Influence of ligand rigidity and ring substitution on the structural and electronic behavior of trivalent iron and gallium complexes with asymmetric tridentate ligands.

Species 1-6 are [M(III)(L)2]ClO4 complexes formed with the PhO--CH=N-CH2-Py imines, (L(I))- and (L(tBuI))-, and PhO--CH2-NH-CH2-Py amines, (L(A))- and (L(tBuA))-, in which PhO- is a phenolate ring and Py is a pyridine ring and the prefix tBu indicates the presence of tertiary butyl groups occupying the positions 4 and 6 of the phenol ring. Monometallic species with d5 high-spin iron (1, 2, 3, 4) and d10 gallium (5, 6) were synthesized and characterized to assess the influence of the ligand rigidity and the presence of tertiary butyl-substituted phenol rings on their steric, electronic, and redox behavior.
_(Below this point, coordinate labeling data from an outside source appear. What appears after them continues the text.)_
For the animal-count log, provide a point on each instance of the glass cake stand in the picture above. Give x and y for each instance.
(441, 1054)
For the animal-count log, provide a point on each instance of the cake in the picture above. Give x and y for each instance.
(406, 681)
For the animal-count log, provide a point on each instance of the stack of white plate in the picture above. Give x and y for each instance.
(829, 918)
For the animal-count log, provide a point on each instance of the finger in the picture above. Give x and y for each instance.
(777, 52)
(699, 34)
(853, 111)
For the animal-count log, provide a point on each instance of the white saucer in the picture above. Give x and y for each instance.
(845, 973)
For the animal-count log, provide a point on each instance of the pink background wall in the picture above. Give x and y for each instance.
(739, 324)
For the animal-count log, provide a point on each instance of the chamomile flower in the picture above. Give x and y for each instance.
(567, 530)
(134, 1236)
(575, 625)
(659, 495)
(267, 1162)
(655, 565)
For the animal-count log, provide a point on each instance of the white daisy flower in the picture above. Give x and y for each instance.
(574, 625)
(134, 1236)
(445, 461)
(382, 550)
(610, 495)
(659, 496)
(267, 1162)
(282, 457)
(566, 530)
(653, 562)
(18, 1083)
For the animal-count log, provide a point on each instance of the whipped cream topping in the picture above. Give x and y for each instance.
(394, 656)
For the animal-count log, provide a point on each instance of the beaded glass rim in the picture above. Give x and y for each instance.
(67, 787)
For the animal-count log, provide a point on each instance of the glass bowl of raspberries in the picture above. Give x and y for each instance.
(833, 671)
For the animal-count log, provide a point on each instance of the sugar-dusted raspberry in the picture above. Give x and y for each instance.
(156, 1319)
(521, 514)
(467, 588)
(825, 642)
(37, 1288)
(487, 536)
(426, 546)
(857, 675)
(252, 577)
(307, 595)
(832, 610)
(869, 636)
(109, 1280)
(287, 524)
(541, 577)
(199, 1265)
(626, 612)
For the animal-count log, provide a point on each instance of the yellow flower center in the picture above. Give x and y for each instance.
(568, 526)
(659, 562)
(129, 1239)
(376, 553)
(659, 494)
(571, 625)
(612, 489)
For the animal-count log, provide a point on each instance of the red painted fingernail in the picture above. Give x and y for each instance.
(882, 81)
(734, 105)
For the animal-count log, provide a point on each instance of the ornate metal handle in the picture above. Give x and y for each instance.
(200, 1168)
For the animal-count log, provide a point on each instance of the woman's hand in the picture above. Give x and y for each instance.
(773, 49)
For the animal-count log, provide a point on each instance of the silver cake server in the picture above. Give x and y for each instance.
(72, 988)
Characterization by elemental analysis, mass spectrometry, IR, UV-visible, and EPR spectroscopies, and electrochemistry has been performed, and complexes [FeIII(L(tBuI))2]ClO4 (2), [FeIII(L(tBuA))2]ClO4 (4), and [Ga(III)(L(tBuI))2]ClO4 (5) have been characterized by X-ray crystallography. The crystal structures show the imine ligands meridionally coordinated to the metal centers, whereas the amine ligands are coordinate in a facial mode. Cyclic voltammetry shows that the complexes with the ligands (L(tBuI))- and (L(tBuA))- were able to generate ligand-based phenoxyl radicals, whereas unsubstituted ligands displayed ill-defined redox processes. EPR spectroscopy supports high-spin configurations for the iron complexes. UV-visible spectra are dominated by charge-transfer phenomena, and imine compounds exhibit dramatic hyperchromism when compared to equivalent amines. The tertiary butyl groups on the phenolate ring enhance this trend. Detailed B3LYP/6-31G(d)-level calculations have been used to account for the results observed.